Casting’s a precarious thing.
While directors must focus on who’s best for the character at that moment, as the movie ages, the ever-changing career of a thespian can alter the audience’s relationship to their performance. It might be stuck in time in terms of being recorded for posterity, but its effect can be bolstered or upended based on their legacy.
Case in point: Laurence Fishburne recently revealed he turned down Radio Raheem in Do the Right Thing, ultimately played by Bill Nunn. Though the prospect of adding one of the all-timers to one of the all-timers might be too juicy not to salivate over, there’s a chance that Fishburne’s subsequent fame would’ve thrown off the movie’s inherently-tenuous ensemble balance for those watching today.
If 2020 viewers saw Morpheus carrying around that boombox, our expectation that a celebrity must occupy a crucial role in the proceedings could dampen the surprise of Raheem’s eventual tragedy. One of the many elements making his demise so heartbreaking is that it kind of comes out of nowhere; for most of the story, he feels like just another member of the cast, fully-formed, but without overt indicators that he’ll be the focal point of the climax, a crucial component to the theme that racial America’s a ticking bomb, liable to explode whenever and wherever, and anyone could be caught in the blast, anonymity be damned.

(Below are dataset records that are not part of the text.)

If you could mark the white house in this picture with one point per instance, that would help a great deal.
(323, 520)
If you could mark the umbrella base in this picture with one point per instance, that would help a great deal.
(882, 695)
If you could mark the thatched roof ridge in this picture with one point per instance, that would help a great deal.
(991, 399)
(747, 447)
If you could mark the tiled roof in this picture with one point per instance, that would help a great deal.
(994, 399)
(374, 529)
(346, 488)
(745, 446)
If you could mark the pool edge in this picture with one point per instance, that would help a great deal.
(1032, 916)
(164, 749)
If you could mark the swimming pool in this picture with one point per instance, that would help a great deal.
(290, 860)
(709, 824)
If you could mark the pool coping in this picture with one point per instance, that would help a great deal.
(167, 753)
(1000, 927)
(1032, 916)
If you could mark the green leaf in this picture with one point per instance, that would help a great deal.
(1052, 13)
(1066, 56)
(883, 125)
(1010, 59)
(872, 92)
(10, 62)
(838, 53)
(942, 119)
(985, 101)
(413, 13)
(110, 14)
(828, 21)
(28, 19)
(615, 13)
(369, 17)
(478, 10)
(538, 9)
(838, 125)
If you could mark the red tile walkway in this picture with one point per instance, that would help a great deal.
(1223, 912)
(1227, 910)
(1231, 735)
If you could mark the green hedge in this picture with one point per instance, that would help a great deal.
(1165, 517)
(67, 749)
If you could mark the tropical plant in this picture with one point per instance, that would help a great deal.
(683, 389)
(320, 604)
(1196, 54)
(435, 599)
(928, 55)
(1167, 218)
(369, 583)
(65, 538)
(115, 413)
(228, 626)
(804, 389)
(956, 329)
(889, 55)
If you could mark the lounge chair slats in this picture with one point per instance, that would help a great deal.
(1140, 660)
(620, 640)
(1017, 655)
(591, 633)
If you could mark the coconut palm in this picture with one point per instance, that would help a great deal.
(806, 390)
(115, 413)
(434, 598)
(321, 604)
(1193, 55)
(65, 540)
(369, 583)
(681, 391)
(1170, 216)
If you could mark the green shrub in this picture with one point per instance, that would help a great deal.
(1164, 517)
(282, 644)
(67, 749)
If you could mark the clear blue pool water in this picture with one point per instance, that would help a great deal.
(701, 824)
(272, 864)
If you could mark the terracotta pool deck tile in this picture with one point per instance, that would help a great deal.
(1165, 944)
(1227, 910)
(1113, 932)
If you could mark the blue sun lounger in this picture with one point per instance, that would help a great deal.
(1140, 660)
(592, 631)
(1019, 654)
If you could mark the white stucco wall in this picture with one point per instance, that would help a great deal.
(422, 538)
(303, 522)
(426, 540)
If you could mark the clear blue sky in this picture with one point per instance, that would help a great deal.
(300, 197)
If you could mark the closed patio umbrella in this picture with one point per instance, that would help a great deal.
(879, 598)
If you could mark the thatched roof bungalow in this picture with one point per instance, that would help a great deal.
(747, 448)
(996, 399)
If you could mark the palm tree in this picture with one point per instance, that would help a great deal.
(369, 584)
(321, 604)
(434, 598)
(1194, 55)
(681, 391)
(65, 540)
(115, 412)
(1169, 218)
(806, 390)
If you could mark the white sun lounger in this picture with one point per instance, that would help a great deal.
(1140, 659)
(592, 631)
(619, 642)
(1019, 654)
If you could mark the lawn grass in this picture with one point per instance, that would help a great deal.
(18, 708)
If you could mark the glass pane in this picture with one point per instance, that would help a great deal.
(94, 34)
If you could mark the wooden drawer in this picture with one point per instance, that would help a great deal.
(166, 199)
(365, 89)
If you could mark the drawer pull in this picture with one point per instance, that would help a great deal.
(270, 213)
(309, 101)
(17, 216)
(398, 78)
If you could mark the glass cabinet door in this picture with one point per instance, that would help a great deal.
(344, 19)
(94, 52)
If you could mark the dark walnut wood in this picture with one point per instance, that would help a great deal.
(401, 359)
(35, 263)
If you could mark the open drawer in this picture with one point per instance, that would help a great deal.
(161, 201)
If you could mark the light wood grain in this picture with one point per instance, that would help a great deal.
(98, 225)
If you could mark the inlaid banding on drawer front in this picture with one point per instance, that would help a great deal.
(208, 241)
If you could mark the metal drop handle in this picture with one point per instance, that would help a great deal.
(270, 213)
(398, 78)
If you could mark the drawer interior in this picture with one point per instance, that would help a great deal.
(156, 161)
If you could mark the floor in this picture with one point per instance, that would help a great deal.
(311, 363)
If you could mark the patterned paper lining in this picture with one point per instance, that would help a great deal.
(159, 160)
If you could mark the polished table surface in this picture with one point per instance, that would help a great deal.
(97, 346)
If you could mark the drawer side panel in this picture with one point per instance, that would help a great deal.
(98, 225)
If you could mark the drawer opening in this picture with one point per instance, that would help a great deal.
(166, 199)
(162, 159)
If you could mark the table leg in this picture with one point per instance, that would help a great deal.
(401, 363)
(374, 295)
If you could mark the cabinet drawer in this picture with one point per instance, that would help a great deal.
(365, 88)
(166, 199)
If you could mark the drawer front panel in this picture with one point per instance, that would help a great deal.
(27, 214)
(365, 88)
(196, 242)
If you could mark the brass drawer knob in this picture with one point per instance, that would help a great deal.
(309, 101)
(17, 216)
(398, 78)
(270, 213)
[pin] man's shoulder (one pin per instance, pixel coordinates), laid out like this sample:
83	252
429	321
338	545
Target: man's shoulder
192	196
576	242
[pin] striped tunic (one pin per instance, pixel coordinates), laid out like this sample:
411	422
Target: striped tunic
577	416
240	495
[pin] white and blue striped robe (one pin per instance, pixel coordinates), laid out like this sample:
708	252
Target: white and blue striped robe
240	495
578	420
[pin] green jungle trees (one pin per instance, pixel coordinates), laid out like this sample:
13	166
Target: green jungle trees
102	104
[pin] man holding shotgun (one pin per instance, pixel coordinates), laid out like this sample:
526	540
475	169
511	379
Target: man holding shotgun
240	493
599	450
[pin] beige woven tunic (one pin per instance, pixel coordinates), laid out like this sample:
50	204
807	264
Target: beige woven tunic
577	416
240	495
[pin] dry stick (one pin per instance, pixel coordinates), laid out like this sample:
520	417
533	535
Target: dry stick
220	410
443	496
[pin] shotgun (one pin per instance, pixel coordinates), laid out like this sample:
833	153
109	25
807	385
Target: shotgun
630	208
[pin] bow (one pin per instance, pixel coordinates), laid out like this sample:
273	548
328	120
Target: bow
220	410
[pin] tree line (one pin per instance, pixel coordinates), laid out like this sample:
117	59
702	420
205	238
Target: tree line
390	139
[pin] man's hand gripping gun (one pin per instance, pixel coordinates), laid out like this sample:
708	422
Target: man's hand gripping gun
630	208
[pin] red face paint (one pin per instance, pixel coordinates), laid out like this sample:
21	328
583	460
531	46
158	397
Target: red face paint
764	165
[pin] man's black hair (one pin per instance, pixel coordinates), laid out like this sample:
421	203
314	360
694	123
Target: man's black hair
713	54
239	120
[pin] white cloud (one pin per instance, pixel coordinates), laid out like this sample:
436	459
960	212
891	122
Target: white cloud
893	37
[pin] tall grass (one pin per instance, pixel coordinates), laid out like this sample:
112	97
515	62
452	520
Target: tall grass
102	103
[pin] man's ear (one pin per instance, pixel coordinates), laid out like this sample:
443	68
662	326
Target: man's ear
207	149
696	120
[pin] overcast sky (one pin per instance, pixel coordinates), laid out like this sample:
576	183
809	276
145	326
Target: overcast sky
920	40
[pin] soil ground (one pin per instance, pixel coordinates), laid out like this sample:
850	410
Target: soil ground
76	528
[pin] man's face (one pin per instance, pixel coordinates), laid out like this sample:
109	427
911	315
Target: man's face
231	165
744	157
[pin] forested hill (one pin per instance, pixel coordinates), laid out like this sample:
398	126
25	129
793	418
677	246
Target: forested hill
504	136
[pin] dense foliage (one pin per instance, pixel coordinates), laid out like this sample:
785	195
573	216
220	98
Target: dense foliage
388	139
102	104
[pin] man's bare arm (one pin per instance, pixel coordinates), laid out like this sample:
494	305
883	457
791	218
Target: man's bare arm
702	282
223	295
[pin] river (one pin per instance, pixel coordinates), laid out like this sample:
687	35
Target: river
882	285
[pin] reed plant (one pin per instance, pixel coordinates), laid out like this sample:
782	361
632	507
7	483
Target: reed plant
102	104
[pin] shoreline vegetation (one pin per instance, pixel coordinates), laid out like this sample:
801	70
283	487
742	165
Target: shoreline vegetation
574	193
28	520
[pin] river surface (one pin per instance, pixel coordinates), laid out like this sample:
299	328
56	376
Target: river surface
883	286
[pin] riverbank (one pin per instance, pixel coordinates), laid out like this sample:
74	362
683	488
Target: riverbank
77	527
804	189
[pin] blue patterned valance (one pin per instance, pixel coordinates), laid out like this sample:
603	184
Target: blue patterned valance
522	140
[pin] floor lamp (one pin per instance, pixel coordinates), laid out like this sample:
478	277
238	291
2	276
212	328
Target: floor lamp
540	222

To modern audiences, Bill Nunn is, unfortunately (his talent far surpasses the relative strength of his career), an anyone. But with Fishburne, we’d expect his character to be pivotal enough to warrant being played by a globally-recognizable name and face.
Which goes to show, yet again, that who an actor is is not who an actor will always be. As such, what a movie is is not what that movie will always be, for better and for worse.